The European Federation of Catering Equipment Manufacturers (EFCEM) has just submitted a 1,900-word document to Brussels, giving its feedback on the first set of draft proposals that were recently-announced.
Here, we pick out some of the key points relating to refrigerated cabinets, the largest category of refrigeration products potentially affected by the directive.
EFCEM believes confusion will be caused in the market by the use of terms which do not reflect current understanding of suppliers and customers. It therefore proposes that ‘Commercial Equipment’ should be referred to as ‘Retail Refrigeration Equipment’ and ‘Professional Equipment’ should be referred to as ‘Commercial Refrigeration Equipment’.
EFCEM insists that manufacturers already invest heavily in building products that do not lead to environmental degradation or contravene health and safety directives. “Therefore the incremental increase in both cost and time consequences to business should not be underestimated from any proposed legislation,” says Keith Warren, technical committee chairman at EFCEM and director of CESA.
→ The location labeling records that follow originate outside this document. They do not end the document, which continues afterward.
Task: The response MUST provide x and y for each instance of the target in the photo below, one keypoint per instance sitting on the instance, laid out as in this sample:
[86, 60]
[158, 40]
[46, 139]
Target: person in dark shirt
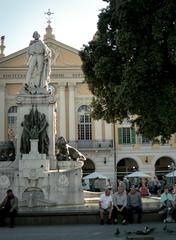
[9, 207]
[134, 204]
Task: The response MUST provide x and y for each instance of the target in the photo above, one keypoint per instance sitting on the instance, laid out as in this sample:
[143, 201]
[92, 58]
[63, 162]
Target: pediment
[15, 60]
[62, 56]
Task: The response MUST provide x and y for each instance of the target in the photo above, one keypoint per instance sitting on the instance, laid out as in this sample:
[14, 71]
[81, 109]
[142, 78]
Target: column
[108, 131]
[71, 111]
[62, 111]
[98, 130]
[2, 112]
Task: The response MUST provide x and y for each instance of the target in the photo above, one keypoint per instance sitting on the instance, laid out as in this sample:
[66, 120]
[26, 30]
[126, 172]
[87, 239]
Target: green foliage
[130, 65]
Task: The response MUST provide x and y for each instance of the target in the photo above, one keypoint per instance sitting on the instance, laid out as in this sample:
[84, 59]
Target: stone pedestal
[45, 103]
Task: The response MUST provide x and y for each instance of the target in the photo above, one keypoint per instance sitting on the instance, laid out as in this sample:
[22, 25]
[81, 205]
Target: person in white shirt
[105, 205]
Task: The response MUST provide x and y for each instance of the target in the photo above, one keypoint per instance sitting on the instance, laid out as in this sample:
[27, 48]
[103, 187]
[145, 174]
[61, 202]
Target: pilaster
[2, 112]
[71, 111]
[62, 110]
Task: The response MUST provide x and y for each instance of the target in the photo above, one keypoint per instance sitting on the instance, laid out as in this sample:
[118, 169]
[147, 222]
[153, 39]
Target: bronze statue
[65, 152]
[34, 127]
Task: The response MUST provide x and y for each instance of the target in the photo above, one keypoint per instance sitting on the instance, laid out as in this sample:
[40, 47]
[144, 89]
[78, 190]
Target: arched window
[12, 116]
[12, 122]
[84, 123]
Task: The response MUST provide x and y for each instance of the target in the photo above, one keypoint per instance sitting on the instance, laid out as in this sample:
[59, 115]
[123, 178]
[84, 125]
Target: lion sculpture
[65, 152]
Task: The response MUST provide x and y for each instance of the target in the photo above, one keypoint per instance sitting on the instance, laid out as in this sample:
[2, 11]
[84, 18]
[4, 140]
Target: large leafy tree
[130, 65]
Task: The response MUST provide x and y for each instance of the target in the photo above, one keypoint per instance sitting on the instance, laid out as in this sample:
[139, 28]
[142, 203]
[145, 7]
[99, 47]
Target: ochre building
[95, 139]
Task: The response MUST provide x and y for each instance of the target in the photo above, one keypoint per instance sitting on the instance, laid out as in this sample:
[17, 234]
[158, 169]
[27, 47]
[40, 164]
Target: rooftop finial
[49, 13]
[2, 46]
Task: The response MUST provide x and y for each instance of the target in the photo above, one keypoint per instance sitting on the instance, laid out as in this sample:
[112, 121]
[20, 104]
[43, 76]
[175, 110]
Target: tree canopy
[130, 65]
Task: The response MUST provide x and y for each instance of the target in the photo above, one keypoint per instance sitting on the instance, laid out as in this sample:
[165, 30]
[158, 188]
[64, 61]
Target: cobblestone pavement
[85, 232]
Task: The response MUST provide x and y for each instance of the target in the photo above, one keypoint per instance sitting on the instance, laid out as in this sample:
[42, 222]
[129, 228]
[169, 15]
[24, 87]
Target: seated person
[105, 205]
[167, 205]
[9, 207]
[144, 190]
[119, 205]
[134, 204]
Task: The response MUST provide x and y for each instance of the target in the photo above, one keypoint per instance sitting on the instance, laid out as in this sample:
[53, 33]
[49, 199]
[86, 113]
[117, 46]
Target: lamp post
[115, 157]
[172, 169]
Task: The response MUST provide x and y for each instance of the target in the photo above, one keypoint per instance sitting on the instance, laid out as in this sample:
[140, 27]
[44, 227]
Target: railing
[92, 144]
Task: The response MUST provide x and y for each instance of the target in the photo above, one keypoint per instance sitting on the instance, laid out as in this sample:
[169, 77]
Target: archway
[88, 167]
[163, 166]
[126, 166]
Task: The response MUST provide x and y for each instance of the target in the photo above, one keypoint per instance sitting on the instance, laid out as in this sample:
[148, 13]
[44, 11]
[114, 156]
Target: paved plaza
[85, 232]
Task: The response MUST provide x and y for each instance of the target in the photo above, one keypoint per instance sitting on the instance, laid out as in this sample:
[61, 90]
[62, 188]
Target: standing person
[134, 204]
[9, 207]
[119, 205]
[167, 204]
[156, 185]
[109, 185]
[105, 205]
[38, 74]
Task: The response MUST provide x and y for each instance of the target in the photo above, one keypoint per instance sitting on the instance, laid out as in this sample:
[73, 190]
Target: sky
[74, 22]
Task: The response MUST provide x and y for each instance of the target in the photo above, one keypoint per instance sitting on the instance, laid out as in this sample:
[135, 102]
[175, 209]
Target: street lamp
[115, 157]
[172, 169]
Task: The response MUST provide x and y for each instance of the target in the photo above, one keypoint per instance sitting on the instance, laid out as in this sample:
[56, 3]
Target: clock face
[4, 181]
[51, 89]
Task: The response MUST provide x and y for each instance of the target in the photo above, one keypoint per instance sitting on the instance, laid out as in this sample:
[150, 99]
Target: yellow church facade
[95, 139]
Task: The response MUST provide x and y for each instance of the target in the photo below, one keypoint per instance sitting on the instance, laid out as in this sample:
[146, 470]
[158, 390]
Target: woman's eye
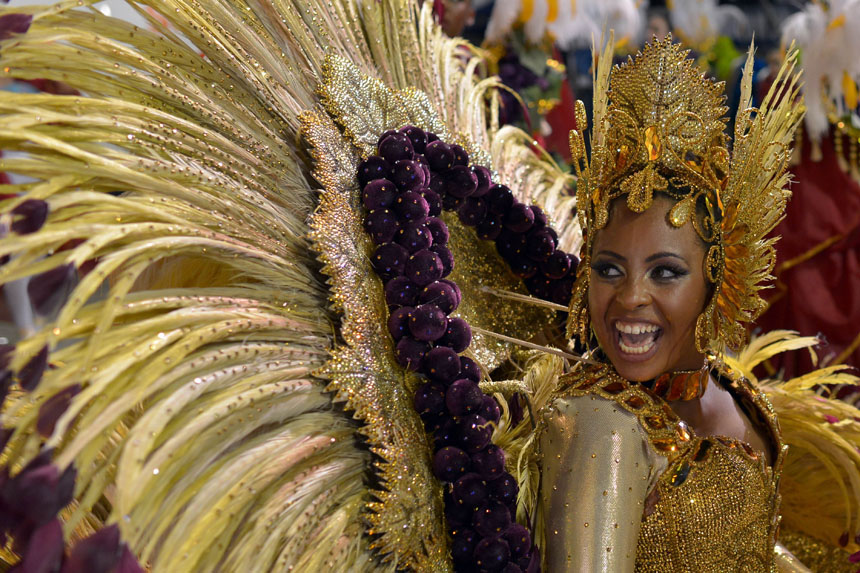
[664, 272]
[606, 271]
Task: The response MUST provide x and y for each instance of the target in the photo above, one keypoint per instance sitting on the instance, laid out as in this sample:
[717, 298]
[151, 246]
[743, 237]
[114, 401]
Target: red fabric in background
[821, 295]
[562, 119]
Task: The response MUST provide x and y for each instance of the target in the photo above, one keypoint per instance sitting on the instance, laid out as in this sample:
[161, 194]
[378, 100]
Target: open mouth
[637, 337]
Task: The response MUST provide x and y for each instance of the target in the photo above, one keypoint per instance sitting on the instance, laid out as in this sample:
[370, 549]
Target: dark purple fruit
[442, 364]
[439, 156]
[427, 322]
[519, 218]
[374, 167]
[389, 260]
[398, 323]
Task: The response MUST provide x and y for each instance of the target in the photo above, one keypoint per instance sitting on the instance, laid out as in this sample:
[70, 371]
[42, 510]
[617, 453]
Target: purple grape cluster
[404, 189]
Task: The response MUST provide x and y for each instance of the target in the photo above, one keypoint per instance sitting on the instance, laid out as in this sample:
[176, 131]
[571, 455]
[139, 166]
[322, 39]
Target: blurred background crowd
[541, 49]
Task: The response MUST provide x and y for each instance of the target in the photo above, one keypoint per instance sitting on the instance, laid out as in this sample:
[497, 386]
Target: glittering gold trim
[659, 126]
[406, 519]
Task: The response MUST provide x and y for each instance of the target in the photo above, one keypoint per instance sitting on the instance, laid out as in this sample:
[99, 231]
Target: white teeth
[636, 328]
[636, 349]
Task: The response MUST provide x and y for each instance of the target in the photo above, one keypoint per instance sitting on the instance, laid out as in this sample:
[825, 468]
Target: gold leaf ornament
[405, 517]
[659, 127]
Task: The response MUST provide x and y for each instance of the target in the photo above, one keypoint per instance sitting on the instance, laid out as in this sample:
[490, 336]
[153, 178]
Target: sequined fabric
[713, 507]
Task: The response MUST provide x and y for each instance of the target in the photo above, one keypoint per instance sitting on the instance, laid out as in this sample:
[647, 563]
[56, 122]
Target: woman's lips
[636, 341]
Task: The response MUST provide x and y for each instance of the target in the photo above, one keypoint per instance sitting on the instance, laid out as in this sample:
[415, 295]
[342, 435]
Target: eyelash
[675, 272]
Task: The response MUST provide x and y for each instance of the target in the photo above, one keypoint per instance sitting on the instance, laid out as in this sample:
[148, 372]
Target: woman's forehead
[646, 232]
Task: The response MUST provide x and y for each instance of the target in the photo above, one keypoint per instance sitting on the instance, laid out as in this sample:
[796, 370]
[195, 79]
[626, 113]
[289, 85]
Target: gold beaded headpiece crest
[659, 126]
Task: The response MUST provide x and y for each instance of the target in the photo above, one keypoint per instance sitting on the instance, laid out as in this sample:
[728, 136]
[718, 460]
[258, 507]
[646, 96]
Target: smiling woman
[646, 295]
[657, 456]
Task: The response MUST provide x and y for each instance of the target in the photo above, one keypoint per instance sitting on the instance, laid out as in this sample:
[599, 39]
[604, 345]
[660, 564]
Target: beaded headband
[659, 126]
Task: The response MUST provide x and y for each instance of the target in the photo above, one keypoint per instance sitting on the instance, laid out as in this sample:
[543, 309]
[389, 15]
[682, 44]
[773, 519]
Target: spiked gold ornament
[659, 126]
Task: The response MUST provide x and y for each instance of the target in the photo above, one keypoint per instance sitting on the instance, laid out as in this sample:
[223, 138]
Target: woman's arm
[598, 468]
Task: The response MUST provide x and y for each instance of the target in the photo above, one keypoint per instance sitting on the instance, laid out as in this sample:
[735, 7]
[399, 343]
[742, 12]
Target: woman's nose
[633, 294]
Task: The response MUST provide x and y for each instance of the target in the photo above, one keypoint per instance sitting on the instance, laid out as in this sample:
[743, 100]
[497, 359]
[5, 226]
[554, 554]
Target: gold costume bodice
[628, 486]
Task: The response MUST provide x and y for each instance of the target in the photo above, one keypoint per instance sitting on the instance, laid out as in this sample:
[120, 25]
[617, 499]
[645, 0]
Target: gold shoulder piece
[667, 433]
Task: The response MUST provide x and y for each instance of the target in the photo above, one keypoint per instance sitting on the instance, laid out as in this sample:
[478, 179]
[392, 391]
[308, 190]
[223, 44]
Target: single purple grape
[455, 288]
[411, 206]
[475, 433]
[381, 225]
[410, 352]
[492, 554]
[461, 181]
[470, 369]
[489, 463]
[519, 218]
[446, 257]
[407, 175]
[490, 409]
[417, 136]
[430, 399]
[400, 291]
[438, 184]
[442, 364]
[492, 519]
[434, 202]
[463, 397]
[427, 322]
[398, 323]
[448, 432]
[472, 211]
[414, 236]
[460, 155]
[519, 540]
[378, 194]
[450, 463]
[522, 266]
[440, 294]
[484, 180]
[396, 147]
[463, 545]
[425, 167]
[450, 202]
[439, 156]
[439, 230]
[510, 244]
[500, 199]
[504, 489]
[556, 266]
[540, 245]
[374, 167]
[389, 260]
[457, 515]
[458, 335]
[424, 267]
[470, 490]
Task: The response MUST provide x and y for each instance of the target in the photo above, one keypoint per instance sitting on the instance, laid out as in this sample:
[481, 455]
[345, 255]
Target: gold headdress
[659, 126]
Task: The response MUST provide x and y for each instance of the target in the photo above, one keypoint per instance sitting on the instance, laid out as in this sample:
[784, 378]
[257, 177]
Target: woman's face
[647, 288]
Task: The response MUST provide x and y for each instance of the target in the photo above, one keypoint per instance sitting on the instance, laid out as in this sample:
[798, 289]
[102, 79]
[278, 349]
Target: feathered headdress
[659, 126]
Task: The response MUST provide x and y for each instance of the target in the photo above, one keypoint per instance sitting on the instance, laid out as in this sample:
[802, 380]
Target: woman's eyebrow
[611, 254]
[663, 254]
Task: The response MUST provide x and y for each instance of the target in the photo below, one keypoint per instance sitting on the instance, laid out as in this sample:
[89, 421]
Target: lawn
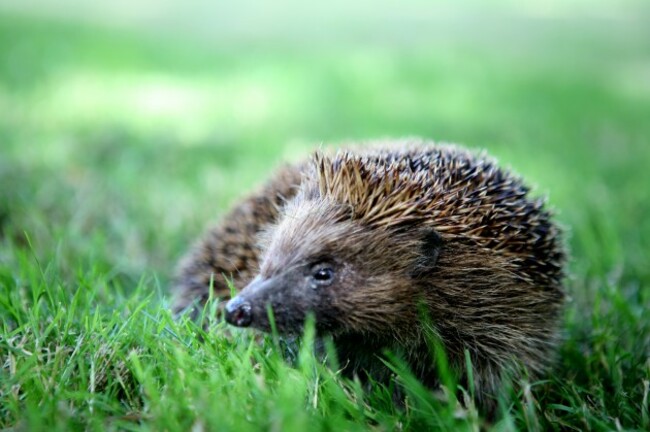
[124, 133]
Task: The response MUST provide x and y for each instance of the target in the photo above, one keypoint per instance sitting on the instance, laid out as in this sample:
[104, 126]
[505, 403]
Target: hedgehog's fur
[404, 228]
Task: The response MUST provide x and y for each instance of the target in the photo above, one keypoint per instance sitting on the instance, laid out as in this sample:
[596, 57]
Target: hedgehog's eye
[322, 274]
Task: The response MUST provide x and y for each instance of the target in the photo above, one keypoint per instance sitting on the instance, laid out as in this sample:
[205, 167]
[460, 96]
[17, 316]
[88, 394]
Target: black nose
[238, 312]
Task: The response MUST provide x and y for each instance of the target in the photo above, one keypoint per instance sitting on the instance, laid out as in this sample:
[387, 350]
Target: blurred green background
[126, 127]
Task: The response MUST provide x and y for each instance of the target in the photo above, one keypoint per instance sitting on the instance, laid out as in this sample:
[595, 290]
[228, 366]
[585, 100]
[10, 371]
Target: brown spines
[460, 195]
[230, 249]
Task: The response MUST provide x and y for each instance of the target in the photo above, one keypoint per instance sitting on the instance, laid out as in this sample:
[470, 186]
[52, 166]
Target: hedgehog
[387, 246]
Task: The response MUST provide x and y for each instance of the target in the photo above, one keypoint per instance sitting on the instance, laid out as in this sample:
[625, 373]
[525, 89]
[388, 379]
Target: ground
[125, 131]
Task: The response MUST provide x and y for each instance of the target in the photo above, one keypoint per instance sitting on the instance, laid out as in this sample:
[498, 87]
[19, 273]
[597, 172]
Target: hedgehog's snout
[239, 312]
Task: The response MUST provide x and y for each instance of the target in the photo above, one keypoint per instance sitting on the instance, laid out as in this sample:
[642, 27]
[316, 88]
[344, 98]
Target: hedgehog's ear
[430, 246]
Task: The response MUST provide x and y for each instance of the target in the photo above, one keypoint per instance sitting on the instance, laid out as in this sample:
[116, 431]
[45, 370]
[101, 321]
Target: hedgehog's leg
[229, 249]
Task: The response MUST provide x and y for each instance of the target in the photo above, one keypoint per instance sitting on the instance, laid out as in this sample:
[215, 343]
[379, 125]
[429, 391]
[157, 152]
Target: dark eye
[322, 274]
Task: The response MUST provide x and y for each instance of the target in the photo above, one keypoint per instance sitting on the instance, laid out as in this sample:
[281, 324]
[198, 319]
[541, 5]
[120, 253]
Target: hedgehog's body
[367, 241]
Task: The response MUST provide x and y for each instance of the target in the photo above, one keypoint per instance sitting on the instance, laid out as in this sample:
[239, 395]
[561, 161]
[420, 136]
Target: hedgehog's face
[350, 277]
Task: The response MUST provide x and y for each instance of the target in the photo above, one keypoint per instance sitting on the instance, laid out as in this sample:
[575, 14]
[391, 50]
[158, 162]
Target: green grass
[118, 146]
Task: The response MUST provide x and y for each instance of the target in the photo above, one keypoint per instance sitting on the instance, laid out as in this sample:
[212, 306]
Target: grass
[118, 146]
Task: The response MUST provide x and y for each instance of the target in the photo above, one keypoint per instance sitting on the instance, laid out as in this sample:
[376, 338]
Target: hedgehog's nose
[238, 312]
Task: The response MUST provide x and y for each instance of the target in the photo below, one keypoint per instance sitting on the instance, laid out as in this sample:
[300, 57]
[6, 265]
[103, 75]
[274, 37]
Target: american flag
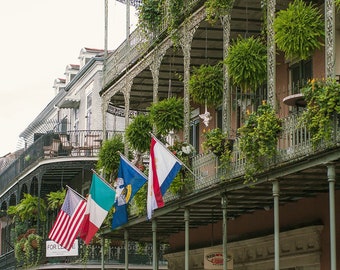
[66, 227]
[135, 3]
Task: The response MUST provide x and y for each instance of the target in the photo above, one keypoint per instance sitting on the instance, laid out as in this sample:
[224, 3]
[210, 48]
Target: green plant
[176, 9]
[109, 157]
[138, 133]
[258, 139]
[150, 15]
[299, 30]
[217, 8]
[218, 143]
[184, 180]
[337, 4]
[323, 103]
[19, 253]
[167, 115]
[30, 209]
[247, 63]
[206, 84]
[28, 249]
[55, 199]
[139, 200]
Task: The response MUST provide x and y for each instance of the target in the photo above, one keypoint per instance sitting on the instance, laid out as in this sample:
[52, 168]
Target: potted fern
[217, 8]
[247, 63]
[258, 139]
[167, 115]
[323, 104]
[218, 143]
[138, 133]
[206, 85]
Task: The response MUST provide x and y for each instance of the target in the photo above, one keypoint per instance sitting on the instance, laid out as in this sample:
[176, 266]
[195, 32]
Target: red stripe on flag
[66, 227]
[155, 182]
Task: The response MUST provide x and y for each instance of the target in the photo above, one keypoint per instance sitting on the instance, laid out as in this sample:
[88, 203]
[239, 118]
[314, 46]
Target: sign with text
[213, 259]
[53, 249]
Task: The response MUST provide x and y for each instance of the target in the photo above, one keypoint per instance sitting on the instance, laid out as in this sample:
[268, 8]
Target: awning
[69, 102]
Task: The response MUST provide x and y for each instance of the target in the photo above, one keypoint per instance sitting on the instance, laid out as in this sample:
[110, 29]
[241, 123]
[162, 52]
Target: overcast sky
[38, 39]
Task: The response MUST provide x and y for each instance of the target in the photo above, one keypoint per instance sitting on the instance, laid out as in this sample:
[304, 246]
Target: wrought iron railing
[294, 143]
[114, 254]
EFCEM also notes that the sector is heavily dominated by SMEs that are flexible in their production approach to suit customer requirements, leading to a high number of variant models. At least two brands produce between 150 and 250 different commercial lines, prompting EFCEM to warn that the cost of testing every model could have a negative bearing on future investment in R&D.
It is conceivable that equipment may have to perform in ambient temperatures of 30-35C°, be sited next to prime cooking equipment or face situations where doors are left open for extended periods of time.
“Recognising these issues, responsible manufacturers see high performance is an essential requirement with a resultant increase in energy consumption to be able to cope with these conditions,” says Warren. “Any regulation must ensure that the performance of the equipment to the standards demanded by the food service industry is not compromised.”
EFCEM says the proposed MEPS are not reflective of the whole range of equipment available and could exclude 75% of products currently placed on the market, which it says is “clearly unacceptable”. It has urged the Commission to use information provided by the Italian Government’s National Institute for Technical, Energy and sustainable Economic Development and the four leading Italian manufacturers.
Not only would future changes in refrigerant usage lead to further variants in equipment groups — impacting the creation of an energy efficiency strategy — but the refrigerant gas market tends to be driven by chemical companies. “As a result the nature of refrigerants available in future is likely to change and may be outside the direct control of the refrigeration companies. However, they would have to undertake the cost of testing new products using the new gases,” says Warren.